Avec l’introduction des 35 heures, les journalistes ont pris de mauvaises habitudes
Petit à petit on a assisté à la conjonction de deux facteurs qui ont appauvri le contenu rédactionnel et donc contribué à la fuite des lecteurs. D’une part, le souci de réaliser des économies a incité la direction à réduire le nombre de pages locales, alors que le client veut trouver chaque jour « quelque chose » sur sa commune. D’autre part, avec l’introduction des 35 heures, les journalistes ont pris de mauvaises habitudes. Le localier d’antan ne comptait pas son temps. Il était à l’affût des petites et grandes nouvelles de son secteur ; un « ratage » le désespérait. Bref les vieux de la vieille ne faisaient ni 35 heures, ni 39 heures, ni 40 heures.

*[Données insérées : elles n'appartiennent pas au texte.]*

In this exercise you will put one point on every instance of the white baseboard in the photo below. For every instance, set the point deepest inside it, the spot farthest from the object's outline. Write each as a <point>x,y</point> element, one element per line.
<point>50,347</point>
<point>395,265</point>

L’ambition d’un journaliste travaillant dans une rédaction locale consiste à obtenir sa mutation à Chantepie. Là, travailler au desk apparaît plus reposant. Du travail de bureau à partir de dépêches d’agence (pages nationales et internationales). On échappe donc au souci du terrain et on attend la retraite paisiblement. Quant à la recherche d’un « scoop » et la nécessité de « faire intéressant », on laisse cet objectif aux autres. Pourtant pages nationales et internationales ne font pas vendre. Le lecteur de base recherche autre chose – il veut de la proximité. Mais comme la grande direction souhaite donner une image « nationale » au quotidien avec des unes « hors sol », il faut faire avec…
Il est regrettable que les dirigeants du groupe n’aient pas songé à utiliser Presse Océan comme banc d’essai lorsqu’ils ont acheté le quotidien nantais. Proposer un produit révolutionnaire, c’est-à-dire 100% local de bon niveau était envisageable et aurait servi d’exemple aux rédactions locales d’Ouest-France.

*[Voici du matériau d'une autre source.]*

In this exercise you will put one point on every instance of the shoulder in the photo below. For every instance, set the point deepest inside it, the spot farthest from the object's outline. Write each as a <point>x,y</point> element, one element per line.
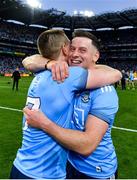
<point>77,70</point>
<point>106,94</point>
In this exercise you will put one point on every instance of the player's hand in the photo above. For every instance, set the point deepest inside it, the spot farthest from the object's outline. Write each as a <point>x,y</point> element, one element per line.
<point>60,70</point>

Avec des échos divers et variés, des potins, des infos tous azimuts, des enquêtes mordantes, des unes percutantes, empêcher la poursuite de l’effondrement des ventes devenait possible, surtout si on « travaillait » sérieusement les faits divers et le tribunal – les gens adorent. Ainsi les journalistes pouvaient se persuader de l’essentiel : le lecteur est d’abord un client.

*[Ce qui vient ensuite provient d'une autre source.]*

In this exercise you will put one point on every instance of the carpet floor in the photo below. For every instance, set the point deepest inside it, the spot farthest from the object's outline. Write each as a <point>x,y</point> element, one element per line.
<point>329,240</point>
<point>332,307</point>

Le lecteur va être perdant
Après la disparition de François Régis Hutin, la mise sur pied d’un « plan de réorganisation » s’imposait. La direction cherche à diminuer les dépenses au moyen de « trucs » qui n’empêcheront pas la chute des ventes de se poursuivre, tout en souhaitant « renforcer la présence sur Internet » – malheureusement ce média ne rapporte pas beaucoup. Les journalistes grévistes affirment, eux, que « c’est le lecteur qui va être perdant avec une seule version des faits » – conséquence de la mutualisation des pages entre Ouest-France et ses satellites (Presse Océan, Le Courrier de l’ouest et le Maine libre). L’ambiance est détestable dans la maison au point que 200 journalistes ont manifesté devant le siège à Chantepie. « Mouvement historique », paraît-il. En utilisant une expression à la mode, ont pourrait dire que « c’est du lourd ». Malheureusement, pas une seule ligne, pas une seule photo dans le quotidien qui pratique ainsi une forme de censure et ne parait pas disposé à une transparence qu’attendent des lecteurs soucieux de savoir en quoi consiste le « plan de réorganisation ». L’information a des exigences que néglige la direction (David Guiraud, Louis Echelard, François-Xavier Lefranc).
Tout ce qu’elle consentira à expliquer se trouvera en page départementale : « À nos lecteurs. Un mouvement de grève touchant les rédactions de Ouest-France, à la suite de l’annonce d’un projet de réorganisation des rédactions, ne nous permet pas de proposer aujourd’hui les chroniques départementales et locales habituelles. » (Vendredi 14 septembre 2018). C’est bien peu pour une entreprise dont le métier consiste à informer ses clients… Le lecteur reste sur sa faim.